Brosmer also can carry a tune.

The transfer from the University of New Hampshire and Roswell, Ga., native has written and recorded a pop country song titled “Old Jack Daniels.” It’s available on streaming platforms and on YouTube.

“I’ve been sitting behind bars for the past two weeks and all I think about is that amber sweet, old Jack Daniels, you make me complete,” Brosmer sings. And the chorus: “Old No. 7 comin’ straight from the heaven.”

Was Brosmer onto something? His tune is reminiscent of Shaboozey’s “A Bar Song,” but Brosmer’s song dropped about a year earlier, in March 2023.

Brosmer has been paying guitar for a dozen years, and music runs in his family, though not from his father. “I wish I could play guitar,” Colin Brosmer lamented.

Max’s grandparents are musically inclined, and Max’s younger brother, Fish, is a trumpet performance major at Georgia State. He, too, can be found on YouTube.

Brosmer doesn’t consider himself to be a full-on musician, but during the pandemic, he decided to write a song based off a poster hanging up in his college house at New Hampshire.

“Shoot, I just got bored and wrote a song, and I’m like, ‘This is kind of good,’ ” Brosmer told 247Sports. “… I held onto it for a couple of years and I finally had a couple of weeks where I could do something with it, and I went to a recording studio at UNH. I’m gonna put it on platforms because it’s kind of cool to have your own song on Apple Music or Spotify.”

Once he got to Minnesota, Brosmer happened to tell a couple pf teammates about the single. He then heard it playing in the locker room; some teammates were even singing along.

Brosmer, who has an undergraduate degree in biomedical science and is working on masters in kinesiology, has a main focus this fall on making a big jump from the FCS-level to major college football with the Gophers. The sixth-year player will attempt to land the leap in the Gophers’ season opener against North Carolina on Thursday at Huntington Bank Stadium.

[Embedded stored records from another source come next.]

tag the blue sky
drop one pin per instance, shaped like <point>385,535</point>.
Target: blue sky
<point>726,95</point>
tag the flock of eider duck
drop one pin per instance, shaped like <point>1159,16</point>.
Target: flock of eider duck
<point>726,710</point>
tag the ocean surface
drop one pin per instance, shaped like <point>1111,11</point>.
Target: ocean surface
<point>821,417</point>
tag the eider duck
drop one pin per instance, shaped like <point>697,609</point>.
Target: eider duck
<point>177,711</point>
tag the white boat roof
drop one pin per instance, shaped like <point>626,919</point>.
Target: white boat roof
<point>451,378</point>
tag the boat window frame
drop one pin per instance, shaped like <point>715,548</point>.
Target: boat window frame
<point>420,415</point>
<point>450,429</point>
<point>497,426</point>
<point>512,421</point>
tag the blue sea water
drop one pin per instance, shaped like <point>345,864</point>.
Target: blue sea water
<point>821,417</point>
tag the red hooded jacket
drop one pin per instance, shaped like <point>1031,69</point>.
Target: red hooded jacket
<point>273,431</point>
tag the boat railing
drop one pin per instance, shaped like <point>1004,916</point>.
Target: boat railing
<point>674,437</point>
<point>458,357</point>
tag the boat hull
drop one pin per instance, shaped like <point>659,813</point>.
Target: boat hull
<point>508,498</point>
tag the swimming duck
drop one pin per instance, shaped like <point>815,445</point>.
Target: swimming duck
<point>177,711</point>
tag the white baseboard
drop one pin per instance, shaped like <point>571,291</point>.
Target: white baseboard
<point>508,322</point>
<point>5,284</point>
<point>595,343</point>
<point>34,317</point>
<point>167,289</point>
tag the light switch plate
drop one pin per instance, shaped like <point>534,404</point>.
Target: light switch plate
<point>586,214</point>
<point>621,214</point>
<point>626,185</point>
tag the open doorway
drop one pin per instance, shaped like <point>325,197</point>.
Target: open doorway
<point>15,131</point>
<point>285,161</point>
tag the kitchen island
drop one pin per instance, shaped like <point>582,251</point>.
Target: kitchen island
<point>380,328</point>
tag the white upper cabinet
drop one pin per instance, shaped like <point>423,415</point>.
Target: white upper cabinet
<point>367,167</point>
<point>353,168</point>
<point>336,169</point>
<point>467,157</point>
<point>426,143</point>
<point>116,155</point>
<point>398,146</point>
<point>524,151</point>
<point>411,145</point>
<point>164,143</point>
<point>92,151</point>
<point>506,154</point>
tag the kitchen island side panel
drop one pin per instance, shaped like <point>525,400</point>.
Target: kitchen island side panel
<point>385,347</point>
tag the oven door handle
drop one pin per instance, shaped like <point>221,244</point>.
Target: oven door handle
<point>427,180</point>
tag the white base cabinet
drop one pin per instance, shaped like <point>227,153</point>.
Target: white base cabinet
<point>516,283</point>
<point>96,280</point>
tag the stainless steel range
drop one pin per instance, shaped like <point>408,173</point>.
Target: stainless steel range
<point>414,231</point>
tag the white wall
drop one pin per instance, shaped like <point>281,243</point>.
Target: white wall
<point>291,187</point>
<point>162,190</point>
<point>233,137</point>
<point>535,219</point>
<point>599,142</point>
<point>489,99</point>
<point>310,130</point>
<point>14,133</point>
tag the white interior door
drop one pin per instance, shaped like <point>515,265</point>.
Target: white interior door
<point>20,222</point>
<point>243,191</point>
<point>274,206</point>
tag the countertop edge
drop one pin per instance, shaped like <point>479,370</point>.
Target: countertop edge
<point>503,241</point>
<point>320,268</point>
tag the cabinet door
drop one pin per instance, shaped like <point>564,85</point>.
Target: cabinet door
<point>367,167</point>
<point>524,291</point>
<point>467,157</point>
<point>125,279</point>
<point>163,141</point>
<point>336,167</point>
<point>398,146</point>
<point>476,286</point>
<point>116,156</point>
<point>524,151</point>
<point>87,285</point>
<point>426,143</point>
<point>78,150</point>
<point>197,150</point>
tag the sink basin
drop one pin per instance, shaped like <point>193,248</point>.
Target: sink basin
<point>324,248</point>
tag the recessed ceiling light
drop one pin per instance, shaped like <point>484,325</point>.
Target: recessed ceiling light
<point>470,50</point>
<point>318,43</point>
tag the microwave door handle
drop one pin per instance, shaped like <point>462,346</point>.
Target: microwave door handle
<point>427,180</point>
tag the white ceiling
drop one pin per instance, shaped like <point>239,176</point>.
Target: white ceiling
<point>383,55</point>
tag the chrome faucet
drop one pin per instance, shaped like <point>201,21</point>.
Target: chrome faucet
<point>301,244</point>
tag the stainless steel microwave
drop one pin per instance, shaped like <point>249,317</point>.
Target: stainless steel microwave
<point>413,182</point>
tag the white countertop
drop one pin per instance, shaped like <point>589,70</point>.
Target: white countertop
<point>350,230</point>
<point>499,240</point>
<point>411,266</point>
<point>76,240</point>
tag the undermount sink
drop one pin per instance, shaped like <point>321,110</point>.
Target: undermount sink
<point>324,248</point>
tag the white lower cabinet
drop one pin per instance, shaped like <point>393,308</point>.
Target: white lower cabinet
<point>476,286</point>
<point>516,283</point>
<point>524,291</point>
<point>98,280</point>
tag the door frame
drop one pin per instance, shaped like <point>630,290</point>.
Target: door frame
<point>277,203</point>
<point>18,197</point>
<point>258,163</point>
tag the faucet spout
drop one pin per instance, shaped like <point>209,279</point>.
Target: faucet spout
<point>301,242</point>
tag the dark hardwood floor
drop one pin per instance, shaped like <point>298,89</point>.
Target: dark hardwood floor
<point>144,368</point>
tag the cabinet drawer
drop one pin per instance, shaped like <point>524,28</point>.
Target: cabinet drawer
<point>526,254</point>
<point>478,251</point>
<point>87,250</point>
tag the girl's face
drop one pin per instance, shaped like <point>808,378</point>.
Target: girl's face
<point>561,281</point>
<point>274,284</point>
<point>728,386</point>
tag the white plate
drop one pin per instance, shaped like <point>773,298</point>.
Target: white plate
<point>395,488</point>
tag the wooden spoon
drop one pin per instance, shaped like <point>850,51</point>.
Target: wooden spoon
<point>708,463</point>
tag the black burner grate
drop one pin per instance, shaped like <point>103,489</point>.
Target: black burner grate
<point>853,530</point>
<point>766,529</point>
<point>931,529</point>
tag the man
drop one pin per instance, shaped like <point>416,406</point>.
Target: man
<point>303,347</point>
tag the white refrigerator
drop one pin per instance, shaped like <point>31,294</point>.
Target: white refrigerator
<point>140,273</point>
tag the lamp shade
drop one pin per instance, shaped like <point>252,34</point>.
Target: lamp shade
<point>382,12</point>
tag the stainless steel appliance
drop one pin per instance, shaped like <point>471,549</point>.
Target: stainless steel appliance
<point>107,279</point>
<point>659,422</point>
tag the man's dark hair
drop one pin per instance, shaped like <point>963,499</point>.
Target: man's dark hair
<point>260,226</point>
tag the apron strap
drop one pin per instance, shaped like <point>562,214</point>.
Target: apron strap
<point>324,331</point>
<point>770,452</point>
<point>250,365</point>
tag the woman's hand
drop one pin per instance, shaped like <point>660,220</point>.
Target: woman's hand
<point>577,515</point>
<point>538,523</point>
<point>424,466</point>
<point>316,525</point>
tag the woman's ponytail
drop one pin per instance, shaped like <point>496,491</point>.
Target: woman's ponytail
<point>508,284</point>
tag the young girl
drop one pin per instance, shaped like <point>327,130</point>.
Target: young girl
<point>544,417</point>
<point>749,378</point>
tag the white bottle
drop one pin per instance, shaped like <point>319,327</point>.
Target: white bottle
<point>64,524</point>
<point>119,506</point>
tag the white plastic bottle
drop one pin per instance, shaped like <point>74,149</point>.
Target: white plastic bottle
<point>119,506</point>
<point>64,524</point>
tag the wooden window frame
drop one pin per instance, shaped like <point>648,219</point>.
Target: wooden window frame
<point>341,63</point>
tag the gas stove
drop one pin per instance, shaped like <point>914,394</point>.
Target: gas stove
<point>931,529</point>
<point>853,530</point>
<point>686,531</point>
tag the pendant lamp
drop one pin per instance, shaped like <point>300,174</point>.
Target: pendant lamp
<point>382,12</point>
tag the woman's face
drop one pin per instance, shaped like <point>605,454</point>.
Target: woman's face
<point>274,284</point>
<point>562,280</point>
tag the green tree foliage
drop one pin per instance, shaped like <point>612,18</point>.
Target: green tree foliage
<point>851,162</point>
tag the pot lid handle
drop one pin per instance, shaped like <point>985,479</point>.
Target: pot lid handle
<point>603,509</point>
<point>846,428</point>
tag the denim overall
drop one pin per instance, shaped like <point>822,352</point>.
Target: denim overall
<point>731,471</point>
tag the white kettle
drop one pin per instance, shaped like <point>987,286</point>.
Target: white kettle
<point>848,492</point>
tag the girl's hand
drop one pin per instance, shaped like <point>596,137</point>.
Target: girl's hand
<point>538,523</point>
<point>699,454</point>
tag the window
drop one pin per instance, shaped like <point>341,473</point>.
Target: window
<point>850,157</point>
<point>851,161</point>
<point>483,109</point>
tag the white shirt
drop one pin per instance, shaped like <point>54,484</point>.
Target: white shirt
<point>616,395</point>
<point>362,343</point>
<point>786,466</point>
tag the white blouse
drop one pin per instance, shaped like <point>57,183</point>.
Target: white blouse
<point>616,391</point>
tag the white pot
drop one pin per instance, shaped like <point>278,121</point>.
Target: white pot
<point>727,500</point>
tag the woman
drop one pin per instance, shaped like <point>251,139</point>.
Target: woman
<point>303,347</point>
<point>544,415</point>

While his August was consumed by getting up to speed on the field in preseason camp, he now has a little bit more time to sit back, pop in some of his favorite candy (gummy bears) and strum his guitar.

“I haven’t been able to play a ton, but now, since fall camp is over, I might have a free 30 minutes or an hour when I go home now,” Brosmer said last week. “… It’s a way to kind of get away from football and try to focus my energy somewhere else, just for a second. I think that’s really healthy for anybody.”

And who knows, maybe when Brosmer throws touchdown passes this fall, fans might toast him with some Old Jack Daniels.